Years of work count for nothing

“Franchise contracts are unilateral contracts which put one party in a superior position with a lot of discretion to change the contract unilaterally. There are no ground rules. Anyone can do anything they want. As soon as they have your money, you are at their mercy if they are rapacious.”

The Record
August 26, 1998

Years of work count for nothing
Guelph woman lost her business when franchisor changed locks
Ron DeRuyter


Les Stewart of the Canadian Alliance of Franchise Operators says the relationship between operators and franchisors needs to be regulated.

Anne didn’t want to join the ranks of disgruntled franchisees.

The 52-year-old Guelph woman worked hard after she bought a retail electronics products franchise eight years ago. Backed by a large, reputable company, she was confident her business would succeed.

Anne did do well, or so it seemed. Her sales increased. She was named franchisee of the year twice, most recently in 1996. Two years ago, she opened a second store.

But Anne wasn’t making money, or at least not much. The industry had become fiercely competitive. Her margins shrank and it became more difficult for her to pay for her inventory, not to mention her operating costs.

She asked for help from the company and put together a revised business plan. It would be hard, but she was optimistic things would turn around.

She had to be optimistic – she had borrowed more than $300,000 to set up and expand the business. She was counting on the venture to eventually provide her with the means to retire.

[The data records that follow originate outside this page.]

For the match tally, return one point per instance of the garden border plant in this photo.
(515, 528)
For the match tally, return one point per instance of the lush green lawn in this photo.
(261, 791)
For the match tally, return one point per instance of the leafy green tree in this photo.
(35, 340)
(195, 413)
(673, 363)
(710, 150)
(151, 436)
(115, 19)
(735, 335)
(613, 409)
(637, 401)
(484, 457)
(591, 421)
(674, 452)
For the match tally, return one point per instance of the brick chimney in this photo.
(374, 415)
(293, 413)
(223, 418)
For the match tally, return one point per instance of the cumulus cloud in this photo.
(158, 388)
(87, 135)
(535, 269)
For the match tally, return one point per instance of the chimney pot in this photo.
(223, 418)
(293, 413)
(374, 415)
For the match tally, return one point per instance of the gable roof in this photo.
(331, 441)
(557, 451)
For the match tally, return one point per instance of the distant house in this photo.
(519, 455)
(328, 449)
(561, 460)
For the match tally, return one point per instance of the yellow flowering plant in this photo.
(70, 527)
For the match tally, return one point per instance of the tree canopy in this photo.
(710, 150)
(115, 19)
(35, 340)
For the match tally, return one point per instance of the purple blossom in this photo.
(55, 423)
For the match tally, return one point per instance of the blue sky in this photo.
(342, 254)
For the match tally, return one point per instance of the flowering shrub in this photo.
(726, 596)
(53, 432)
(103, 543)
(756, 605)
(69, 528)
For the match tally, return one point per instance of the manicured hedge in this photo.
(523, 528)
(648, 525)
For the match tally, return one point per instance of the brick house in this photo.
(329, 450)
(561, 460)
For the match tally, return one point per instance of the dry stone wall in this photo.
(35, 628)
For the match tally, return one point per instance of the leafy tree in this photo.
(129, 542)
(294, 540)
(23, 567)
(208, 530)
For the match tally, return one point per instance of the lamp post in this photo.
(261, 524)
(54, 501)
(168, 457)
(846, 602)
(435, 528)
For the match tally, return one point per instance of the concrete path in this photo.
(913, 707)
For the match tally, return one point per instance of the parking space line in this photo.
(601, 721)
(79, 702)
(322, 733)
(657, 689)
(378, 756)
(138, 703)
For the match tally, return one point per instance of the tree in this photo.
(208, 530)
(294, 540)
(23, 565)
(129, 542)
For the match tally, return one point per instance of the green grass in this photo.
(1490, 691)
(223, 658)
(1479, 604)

But everything went awry in June, when a company official showed up at the store.

He asked Anne if she could cover her debts. When she said no, he told her the company was taking over.

The locks were changed and Anne was out of business. She came away with nothing other than the impression she was on the hook for a lot of money.

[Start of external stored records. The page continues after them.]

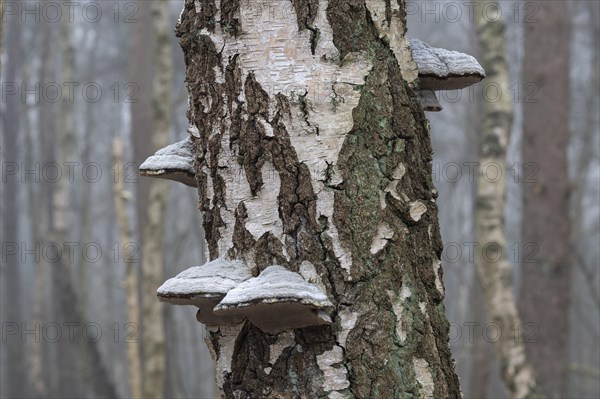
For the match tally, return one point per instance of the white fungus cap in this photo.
(204, 286)
(441, 69)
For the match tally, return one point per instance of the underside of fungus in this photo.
(173, 162)
(441, 69)
(277, 300)
(204, 286)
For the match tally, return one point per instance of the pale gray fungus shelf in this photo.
(205, 286)
(441, 69)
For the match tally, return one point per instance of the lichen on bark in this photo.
(303, 178)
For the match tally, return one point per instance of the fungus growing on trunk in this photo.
(441, 69)
(277, 300)
(204, 286)
(173, 162)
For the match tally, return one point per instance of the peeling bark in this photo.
(310, 149)
(546, 288)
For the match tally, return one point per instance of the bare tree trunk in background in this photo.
(11, 270)
(337, 187)
(134, 366)
(68, 361)
(546, 287)
(1, 31)
(142, 72)
(494, 269)
(481, 355)
(154, 226)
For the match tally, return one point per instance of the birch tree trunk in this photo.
(546, 287)
(15, 374)
(493, 267)
(313, 153)
(152, 252)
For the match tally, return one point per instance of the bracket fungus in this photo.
(173, 162)
(441, 69)
(204, 286)
(277, 300)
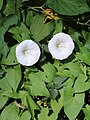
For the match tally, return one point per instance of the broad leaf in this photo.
(1, 4)
(28, 102)
(86, 111)
(10, 7)
(10, 112)
(81, 85)
(3, 99)
(37, 85)
(11, 57)
(68, 7)
(84, 55)
(13, 77)
(72, 105)
(39, 29)
(25, 115)
(10, 20)
(49, 72)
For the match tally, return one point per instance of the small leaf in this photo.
(11, 111)
(13, 77)
(84, 55)
(28, 101)
(49, 73)
(26, 115)
(10, 7)
(72, 105)
(37, 85)
(39, 29)
(81, 85)
(57, 105)
(10, 20)
(68, 7)
(3, 99)
(11, 58)
(1, 4)
(86, 111)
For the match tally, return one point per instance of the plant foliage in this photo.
(51, 89)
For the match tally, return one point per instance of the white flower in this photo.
(61, 46)
(27, 53)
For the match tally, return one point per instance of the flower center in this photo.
(25, 52)
(58, 45)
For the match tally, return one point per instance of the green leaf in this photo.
(58, 81)
(28, 101)
(10, 8)
(3, 99)
(29, 18)
(68, 7)
(80, 84)
(75, 37)
(86, 111)
(10, 112)
(72, 105)
(1, 4)
(11, 58)
(3, 46)
(49, 72)
(4, 85)
(4, 49)
(37, 85)
(39, 29)
(20, 32)
(26, 115)
(57, 105)
(86, 36)
(84, 55)
(13, 77)
(70, 69)
(58, 26)
(10, 20)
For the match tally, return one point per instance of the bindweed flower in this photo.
(27, 53)
(61, 46)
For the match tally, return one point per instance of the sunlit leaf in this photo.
(87, 112)
(72, 105)
(69, 7)
(11, 111)
(3, 99)
(39, 29)
(37, 85)
(81, 85)
(11, 57)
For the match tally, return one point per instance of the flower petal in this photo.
(61, 46)
(27, 53)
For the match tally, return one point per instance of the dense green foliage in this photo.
(51, 89)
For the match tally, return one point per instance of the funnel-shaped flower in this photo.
(27, 53)
(61, 46)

“My financial and emotional health disappeared in seven hours, just like that. That is pretty difficult to take.”

Three months later, Anne still has nothing. She is unemployed and flirting with bankruptcy. And she fears the company will come after her for money it says she owes – and for talking to other franchisees about what happened.

It wants her to sign an agreement that releases her from her debts to the company, but only if she agrees to take not legal action against it, and to not say or do anything that could adversely affect its business.

Anne, who won’t use her real name or identify the company because of the threat, says she has been made to feel like she did something terribly wrong.

“It’s like they are thinking, she will go away and won’t talk. She will be ashamed and won’t want to be seen in public. That is all part of it. I am sure it is the same for anyone who goes through this type of thing.”

Les Stewart, a Barrie-area resident who started the Canadian Association of Franchise Operators because of problems he ran into with the franchisor of his lawn care business, says Anne’s situation isn’t unusual.

Franchise owners “think they own their business,” he says.

“In reality when they come to the point they want to sell it, or the term is being renewed, or there is an accusation of termination, there really is no solution other than to accept what the franchisor wants to give you or you can take them to court.

“And most franchisees don’t have the $200,000 that it takes to prove there is some kind of wrongdoing.”

The fear and isolation Anne feels aren’t unusual either, Stewart says.

“She is just by herself. She thought she messed up. But when you start to accumulate these stories you see it is a systematic issue.”

Anne doesn’t blame the company for the difficulties her business experienced.

She may have over-extended herself – for example, she opened the second store because she thought contract purchases would come her way, but they didn’t – and perhaps she stuck it out too long in an industry where margins keep shrinking.

She renewed her franchise agreement last year because her sales were growing. But her best year produced a profit of only two per cent.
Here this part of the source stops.